Employment-related lawsuits—The Company’s operations are subject to a variety of federal and state employment-related laws and regulations, including but not limited to the U.S. Fair Labor Standards Act, Equal Employment Opportunity laws, and enforcement policies of the Equal Employment Opportunity Commission, the Office of Civil Rights and state attorneys general, federal and state wage and hour laws, and a variety of laws enacted by the federal and state governments that govern these and other employment-related matters. Accordingly, the Company is currently subject to employee-related claims, class action and other lawsuits and proceedings in connection with the Company’s operations, including but not limited to those related to alleged wrongful discharge, illegal discrimination, and violations of equal employment and federal and state wage and hour laws. Because labor represents such a large portion of the Company’s operating costs, noncompliance with these evolving federal and state laws and regulations could subject the Company to significant back pay awards, fines, and additional lawsuits and proceedings. These claims, lawsuits, and proceedings are in various stages of adjudication or investigation and involve a wide variety of claims and potential outcomes.
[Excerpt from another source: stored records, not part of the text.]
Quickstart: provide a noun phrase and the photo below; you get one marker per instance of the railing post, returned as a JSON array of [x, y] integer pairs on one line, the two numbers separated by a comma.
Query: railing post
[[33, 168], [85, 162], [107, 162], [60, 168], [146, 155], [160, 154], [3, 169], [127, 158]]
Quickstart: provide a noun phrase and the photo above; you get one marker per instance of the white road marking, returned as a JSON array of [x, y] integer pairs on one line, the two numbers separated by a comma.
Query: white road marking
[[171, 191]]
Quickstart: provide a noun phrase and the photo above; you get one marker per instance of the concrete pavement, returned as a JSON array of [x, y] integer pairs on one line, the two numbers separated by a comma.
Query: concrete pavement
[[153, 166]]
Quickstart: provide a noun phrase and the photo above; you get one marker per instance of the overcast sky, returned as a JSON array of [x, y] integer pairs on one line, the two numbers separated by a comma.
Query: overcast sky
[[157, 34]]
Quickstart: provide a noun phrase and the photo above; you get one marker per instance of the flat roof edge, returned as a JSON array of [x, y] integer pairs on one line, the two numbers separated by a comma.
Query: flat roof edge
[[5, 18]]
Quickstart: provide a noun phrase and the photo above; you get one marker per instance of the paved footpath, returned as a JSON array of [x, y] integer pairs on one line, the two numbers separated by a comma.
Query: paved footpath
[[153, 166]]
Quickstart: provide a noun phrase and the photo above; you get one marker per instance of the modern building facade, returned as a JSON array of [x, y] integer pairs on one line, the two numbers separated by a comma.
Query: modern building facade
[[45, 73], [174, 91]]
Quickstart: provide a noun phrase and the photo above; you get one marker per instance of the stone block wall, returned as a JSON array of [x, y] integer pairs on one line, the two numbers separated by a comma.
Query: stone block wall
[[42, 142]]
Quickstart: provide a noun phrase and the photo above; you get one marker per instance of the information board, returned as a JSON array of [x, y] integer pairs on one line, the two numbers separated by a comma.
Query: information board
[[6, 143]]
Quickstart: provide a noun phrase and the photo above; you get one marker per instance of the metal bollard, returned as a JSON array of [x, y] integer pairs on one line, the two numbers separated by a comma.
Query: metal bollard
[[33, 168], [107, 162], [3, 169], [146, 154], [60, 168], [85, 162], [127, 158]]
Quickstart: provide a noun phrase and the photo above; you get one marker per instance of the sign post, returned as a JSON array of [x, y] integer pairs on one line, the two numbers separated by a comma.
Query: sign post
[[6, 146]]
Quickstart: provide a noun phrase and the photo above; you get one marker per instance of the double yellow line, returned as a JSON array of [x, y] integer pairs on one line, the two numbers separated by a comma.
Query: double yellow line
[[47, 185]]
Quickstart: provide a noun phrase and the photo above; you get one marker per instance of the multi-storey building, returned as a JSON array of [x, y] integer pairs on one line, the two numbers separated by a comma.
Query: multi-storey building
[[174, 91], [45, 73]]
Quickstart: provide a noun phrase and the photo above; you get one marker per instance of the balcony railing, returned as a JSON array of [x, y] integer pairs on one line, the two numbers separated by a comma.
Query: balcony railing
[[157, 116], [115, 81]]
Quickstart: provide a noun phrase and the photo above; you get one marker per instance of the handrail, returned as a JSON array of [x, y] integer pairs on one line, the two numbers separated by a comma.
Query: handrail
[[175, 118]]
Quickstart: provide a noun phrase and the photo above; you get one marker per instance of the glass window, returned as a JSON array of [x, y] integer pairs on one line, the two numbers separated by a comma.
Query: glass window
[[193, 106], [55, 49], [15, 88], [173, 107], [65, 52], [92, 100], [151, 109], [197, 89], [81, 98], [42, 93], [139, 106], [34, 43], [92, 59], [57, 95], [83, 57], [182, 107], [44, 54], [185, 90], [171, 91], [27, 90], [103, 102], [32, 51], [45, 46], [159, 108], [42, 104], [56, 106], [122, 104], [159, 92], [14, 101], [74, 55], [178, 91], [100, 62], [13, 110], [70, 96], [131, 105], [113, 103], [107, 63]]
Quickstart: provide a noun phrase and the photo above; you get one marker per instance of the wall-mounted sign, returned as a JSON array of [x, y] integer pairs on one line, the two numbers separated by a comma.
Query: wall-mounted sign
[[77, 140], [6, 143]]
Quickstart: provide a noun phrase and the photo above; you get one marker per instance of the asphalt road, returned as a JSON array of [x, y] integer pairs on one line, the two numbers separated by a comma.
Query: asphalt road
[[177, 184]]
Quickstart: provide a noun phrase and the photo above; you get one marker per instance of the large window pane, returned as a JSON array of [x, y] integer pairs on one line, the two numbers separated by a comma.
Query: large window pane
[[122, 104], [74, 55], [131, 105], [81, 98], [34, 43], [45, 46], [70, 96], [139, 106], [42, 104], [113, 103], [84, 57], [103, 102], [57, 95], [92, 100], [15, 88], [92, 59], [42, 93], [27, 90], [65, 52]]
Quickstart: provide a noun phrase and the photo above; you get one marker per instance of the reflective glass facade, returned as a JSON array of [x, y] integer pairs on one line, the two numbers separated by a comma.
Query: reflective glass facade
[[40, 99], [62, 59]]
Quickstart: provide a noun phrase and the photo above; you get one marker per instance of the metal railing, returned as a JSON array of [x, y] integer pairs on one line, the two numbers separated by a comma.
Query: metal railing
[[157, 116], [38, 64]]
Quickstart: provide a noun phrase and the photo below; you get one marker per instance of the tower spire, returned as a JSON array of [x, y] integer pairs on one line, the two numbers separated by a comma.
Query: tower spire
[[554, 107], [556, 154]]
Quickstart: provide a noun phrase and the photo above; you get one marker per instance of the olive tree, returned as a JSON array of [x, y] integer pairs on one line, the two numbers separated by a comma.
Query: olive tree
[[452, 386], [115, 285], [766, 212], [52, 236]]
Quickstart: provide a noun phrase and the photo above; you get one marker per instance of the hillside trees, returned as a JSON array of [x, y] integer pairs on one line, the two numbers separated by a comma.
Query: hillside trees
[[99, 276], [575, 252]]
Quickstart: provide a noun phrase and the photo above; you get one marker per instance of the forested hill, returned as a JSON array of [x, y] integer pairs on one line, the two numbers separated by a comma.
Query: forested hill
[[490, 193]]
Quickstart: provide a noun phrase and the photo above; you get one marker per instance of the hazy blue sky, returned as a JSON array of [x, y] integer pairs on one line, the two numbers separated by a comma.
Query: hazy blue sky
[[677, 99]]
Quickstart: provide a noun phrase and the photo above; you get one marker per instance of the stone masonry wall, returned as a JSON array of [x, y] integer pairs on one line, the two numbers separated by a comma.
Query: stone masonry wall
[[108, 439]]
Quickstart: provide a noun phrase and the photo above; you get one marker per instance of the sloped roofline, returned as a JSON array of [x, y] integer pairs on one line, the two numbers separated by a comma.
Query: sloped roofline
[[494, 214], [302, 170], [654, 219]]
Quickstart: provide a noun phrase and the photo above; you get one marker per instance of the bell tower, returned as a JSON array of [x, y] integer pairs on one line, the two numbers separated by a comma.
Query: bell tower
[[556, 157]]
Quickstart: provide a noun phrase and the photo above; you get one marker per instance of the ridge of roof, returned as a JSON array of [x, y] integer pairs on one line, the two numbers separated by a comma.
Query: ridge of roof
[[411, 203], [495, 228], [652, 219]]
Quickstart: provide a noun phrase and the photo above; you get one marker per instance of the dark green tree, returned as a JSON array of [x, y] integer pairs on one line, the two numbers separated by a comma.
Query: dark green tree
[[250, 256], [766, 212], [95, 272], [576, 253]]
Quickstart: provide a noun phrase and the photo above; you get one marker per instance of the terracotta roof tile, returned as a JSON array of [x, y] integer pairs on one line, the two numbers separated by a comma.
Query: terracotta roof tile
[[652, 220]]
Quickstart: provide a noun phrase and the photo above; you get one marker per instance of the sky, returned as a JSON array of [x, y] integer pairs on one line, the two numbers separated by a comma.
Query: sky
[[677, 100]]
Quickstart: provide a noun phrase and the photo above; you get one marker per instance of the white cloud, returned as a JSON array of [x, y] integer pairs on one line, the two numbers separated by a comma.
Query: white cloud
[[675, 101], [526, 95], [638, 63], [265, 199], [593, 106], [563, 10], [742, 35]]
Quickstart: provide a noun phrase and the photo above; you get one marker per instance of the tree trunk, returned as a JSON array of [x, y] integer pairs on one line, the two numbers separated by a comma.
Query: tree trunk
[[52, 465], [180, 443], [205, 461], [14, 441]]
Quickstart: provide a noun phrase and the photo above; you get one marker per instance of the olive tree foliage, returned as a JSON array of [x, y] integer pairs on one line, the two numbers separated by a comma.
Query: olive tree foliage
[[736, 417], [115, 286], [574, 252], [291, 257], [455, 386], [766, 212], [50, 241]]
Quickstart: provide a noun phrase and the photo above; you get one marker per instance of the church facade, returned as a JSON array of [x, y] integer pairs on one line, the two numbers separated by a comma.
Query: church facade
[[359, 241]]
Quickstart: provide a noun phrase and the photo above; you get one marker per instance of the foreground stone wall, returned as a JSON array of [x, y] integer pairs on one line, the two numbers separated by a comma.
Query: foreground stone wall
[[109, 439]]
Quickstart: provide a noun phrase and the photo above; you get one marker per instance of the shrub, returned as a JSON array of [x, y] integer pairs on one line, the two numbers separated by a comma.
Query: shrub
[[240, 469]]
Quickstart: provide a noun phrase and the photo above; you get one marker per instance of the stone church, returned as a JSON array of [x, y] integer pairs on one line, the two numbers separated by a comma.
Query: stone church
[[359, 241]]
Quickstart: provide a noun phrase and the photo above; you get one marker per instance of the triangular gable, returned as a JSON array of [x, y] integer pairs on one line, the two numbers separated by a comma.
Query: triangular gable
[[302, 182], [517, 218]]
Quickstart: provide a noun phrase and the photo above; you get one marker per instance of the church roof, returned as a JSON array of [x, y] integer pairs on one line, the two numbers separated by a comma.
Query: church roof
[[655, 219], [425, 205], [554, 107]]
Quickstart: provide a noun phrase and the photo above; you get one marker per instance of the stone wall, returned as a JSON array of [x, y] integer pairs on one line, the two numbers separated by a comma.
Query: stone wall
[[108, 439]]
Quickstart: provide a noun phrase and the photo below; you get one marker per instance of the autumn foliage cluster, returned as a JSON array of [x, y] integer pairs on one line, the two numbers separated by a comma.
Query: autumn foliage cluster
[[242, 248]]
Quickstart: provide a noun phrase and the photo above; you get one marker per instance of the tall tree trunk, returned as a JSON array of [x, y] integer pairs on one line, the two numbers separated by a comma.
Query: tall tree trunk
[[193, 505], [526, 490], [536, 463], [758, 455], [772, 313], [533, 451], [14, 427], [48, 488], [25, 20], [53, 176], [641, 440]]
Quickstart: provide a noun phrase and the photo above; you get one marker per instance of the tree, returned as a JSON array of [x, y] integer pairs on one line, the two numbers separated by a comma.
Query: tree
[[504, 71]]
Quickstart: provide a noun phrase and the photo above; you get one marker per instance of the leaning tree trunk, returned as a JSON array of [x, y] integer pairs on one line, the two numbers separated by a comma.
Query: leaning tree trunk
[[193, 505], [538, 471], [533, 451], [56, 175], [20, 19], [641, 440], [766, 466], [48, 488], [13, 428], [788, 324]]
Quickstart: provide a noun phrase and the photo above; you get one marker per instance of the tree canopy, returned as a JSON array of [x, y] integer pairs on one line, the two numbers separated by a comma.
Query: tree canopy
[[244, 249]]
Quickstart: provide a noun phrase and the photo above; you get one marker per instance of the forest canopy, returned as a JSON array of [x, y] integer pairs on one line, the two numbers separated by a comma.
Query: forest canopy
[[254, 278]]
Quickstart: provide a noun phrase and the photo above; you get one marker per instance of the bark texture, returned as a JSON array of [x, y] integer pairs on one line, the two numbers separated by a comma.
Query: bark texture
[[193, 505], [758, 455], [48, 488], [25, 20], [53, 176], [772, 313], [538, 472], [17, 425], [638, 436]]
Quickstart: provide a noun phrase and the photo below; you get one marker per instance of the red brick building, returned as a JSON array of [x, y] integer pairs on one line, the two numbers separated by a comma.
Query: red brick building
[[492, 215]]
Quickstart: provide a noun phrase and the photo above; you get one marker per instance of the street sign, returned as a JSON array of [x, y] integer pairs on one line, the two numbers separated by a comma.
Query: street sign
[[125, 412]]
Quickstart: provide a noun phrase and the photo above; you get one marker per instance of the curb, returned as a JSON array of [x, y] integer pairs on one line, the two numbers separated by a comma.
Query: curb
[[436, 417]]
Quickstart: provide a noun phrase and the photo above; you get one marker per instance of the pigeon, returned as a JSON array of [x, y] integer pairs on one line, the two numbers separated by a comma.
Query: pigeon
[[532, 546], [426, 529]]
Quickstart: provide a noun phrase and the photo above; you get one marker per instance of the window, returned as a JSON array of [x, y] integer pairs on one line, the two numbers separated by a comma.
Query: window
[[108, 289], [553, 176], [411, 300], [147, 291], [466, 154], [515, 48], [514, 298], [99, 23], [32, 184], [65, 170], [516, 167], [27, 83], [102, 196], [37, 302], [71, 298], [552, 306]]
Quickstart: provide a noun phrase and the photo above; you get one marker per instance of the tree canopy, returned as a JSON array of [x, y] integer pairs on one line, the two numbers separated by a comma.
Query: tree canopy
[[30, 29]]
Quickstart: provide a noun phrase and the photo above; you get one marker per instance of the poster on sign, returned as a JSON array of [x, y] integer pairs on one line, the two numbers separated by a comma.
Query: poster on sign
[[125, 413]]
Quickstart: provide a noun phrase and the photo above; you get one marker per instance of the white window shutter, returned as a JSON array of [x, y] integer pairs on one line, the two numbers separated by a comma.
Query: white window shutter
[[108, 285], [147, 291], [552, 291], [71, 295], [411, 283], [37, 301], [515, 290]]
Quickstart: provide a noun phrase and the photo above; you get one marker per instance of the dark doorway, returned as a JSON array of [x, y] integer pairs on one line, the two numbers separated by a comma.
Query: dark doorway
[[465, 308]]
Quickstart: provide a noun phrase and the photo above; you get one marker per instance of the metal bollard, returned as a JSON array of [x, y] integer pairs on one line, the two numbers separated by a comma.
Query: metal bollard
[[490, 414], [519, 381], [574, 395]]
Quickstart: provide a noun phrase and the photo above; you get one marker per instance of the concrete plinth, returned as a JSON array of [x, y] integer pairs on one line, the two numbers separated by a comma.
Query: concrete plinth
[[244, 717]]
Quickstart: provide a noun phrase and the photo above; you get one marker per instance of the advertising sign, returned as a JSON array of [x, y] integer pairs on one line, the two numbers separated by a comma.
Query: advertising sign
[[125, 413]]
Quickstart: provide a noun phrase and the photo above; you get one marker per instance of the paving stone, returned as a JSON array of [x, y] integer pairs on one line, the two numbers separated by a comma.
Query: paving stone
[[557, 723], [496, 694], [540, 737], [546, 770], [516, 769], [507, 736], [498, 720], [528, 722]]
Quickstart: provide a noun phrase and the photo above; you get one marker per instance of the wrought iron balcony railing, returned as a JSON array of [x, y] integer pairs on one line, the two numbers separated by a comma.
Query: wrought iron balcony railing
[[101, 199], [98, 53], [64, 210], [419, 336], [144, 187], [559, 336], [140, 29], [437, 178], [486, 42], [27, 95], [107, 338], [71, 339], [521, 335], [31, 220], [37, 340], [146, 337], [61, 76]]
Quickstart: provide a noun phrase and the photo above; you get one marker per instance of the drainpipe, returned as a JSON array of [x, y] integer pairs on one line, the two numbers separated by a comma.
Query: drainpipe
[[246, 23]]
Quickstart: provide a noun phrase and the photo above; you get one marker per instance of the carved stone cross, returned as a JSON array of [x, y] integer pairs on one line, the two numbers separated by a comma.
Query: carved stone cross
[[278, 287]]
As a result of the decertification of a wage and hour class action lawsuit (Rindfleisch v. Gentiva), single-plaintiff lawsuits with identical claims have been filed against the Company. Including Rindfleisch, which has four plaintiffs, there are 186 lawsuits pending in federal district court for the Northern District of Georgia. These lawsuits pertain to a compensation plan that paid Gentiva’s home health employees on both a per visit and an hourly basis, thereby allegedly voiding their FLSA exempt status and entitling them to overtime pay. The plaintiffs in these lawsuits are seeking attorneys’ fees and costs, back wages and liquidated damages going back three years from the filings of the complaints under the FLSA. The Company recorded a $5.5 million loss provision to the Gentiva opening balance sheet in the fourth quarter of 2015 related to these matters. The Company disputes the allegations made in these lawsuits and will defend these and any related claims vigorously.

Minimum staffing lawsuits—Various states in which the Company operates hospitals and nursing centers have established minimum staffing requirements or may establish minimum staffing requirements in the future. While the Company seeks to comply with all applicable staffing requirements, the regulations in this area are complex and the Company may experience compliance issues from time to time. Failure to comply with such minimum staffing requirements may result in one or more facilities failing to meet the conditions of participation under relevant federal and state healthcare programs and the imposition of significant fines, damages, or other sanctions.

Ordinary course matters—In addition to the matters described above, the Company is subject to investigations, claims, and lawsuits in the ordinary course of business, including investigations resulting from the Company’s obligation to self-report suspected violations of law by us and professional liability claims, particularly in our hospital and nursing center operations. In many of these claims, plaintiffs’ attorneys are seeking significant fines and compensatory and punitive damages in addition to attorneys’ fees. The Company maintains professional and general liability insurance in amounts and coverage that management believes are sufficient for the Company’s operations. However, the Company’s insurance may not cover all claims against the Company or the full extent of our liability.